ÂMES SENSIBLES S’ABSTENIR

Parce que les Hussards eurent la religion des copains et le mépris des cénacles, Michel Déon eût adoubé le dernier livre de Philippe Berthier (1) ; il en a, du reste, résumé le propos par avance : « L’amitié entre hommes de lettres cache d’insondables mystères. Elle n’avance que sur des sables mouvants. » L’expérience et l’histoire nous apprennent combien il est difficile à deux écrivains de se lier pour de bon, ou pour longtemps. Que penser, d’ailleurs, de ces conjonctions fraternelles quand elles s’affichent, voire s’exhibent ? Vraies connivences ou affections jouées, stratégie de groupe ou gémellité miraculeuse ? Avec les magiciens de la langue la méfiance n’est pas un crime. A l’inverse, rien n’oblige à céder au pire pessimisme. Songeant à Stendhal et Mérimée, l’un des couples dont Berthier explore le ménage turbulent, le Jean Dutourd de L’Âme sensible (1959) estimait que les « amitiés moqueuses sont les plus sûres ». On peut pousser plus loin l’apparent paradoxe : il n’est d’attache durable entre « gens du métier » que fondée sur la vieille alchimie des contraires.
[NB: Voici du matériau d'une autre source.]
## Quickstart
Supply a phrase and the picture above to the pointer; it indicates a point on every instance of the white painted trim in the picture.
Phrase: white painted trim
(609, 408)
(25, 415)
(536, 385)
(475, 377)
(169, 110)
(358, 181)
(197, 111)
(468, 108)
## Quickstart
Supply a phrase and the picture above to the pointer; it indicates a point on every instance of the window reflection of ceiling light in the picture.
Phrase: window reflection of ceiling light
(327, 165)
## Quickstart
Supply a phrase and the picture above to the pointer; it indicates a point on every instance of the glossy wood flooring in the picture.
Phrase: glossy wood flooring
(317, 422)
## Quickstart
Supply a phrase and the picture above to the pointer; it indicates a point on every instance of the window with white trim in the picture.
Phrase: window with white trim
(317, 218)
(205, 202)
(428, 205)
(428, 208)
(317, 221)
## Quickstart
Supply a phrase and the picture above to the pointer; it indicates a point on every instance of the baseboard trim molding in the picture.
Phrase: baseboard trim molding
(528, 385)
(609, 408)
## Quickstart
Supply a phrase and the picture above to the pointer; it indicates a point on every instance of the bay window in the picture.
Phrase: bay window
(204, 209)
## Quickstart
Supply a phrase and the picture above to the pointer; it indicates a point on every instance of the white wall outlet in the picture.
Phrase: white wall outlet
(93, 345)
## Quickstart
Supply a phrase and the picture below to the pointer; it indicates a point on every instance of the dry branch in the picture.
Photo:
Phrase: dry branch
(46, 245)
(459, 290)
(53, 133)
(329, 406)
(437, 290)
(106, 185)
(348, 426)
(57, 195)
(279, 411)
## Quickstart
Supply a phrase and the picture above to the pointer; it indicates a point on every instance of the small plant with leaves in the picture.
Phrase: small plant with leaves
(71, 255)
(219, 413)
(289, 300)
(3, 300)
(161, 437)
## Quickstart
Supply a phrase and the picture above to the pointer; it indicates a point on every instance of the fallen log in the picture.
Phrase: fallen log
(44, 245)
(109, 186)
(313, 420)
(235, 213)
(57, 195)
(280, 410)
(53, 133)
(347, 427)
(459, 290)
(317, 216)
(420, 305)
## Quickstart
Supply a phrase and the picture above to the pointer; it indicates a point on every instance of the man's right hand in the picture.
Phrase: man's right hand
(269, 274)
La lettre quotidienne que s’envoyèrent Morand et Chardonne, de 1953 à 1968, remplissait Hélène, l’épouse du premier, d’une jalousie de femme trompée, et réactivait l’ancienne animosité de la princesse Soutzo envers ceux et celles qui étaient parvenus à éloigner son « Paul » ! S’il y eut amour entre Joubert et Chateaubriand, les premiers à se présenter aux lecteurs de Berthier, il fut à sens unique. L’Enchanteur s’aimait trop peut-être pour répondre à d’autres appels que le désir des femmes. Du reste, Pauline de Beaumont forma une manière de trio autour d’elle, Joubert la vénérant secrètement, René passant à l’acte. Ils n’en conçurent aucune amertume. Joubert, l’aîné, le sage, avait eu ses années folles, Chateaubriand jouissait des siennes, poussé par le succès d’Atala. Mais la mort de Joubert, après celle de Pauline, devait assombrir l’existence du survivant plus qu’il ne l’avait anticipé. Le vide que font les années lui donna la mesure de la place que Joubert avait su creuser en lui, indépendamment de son rôle d’agent littéraire.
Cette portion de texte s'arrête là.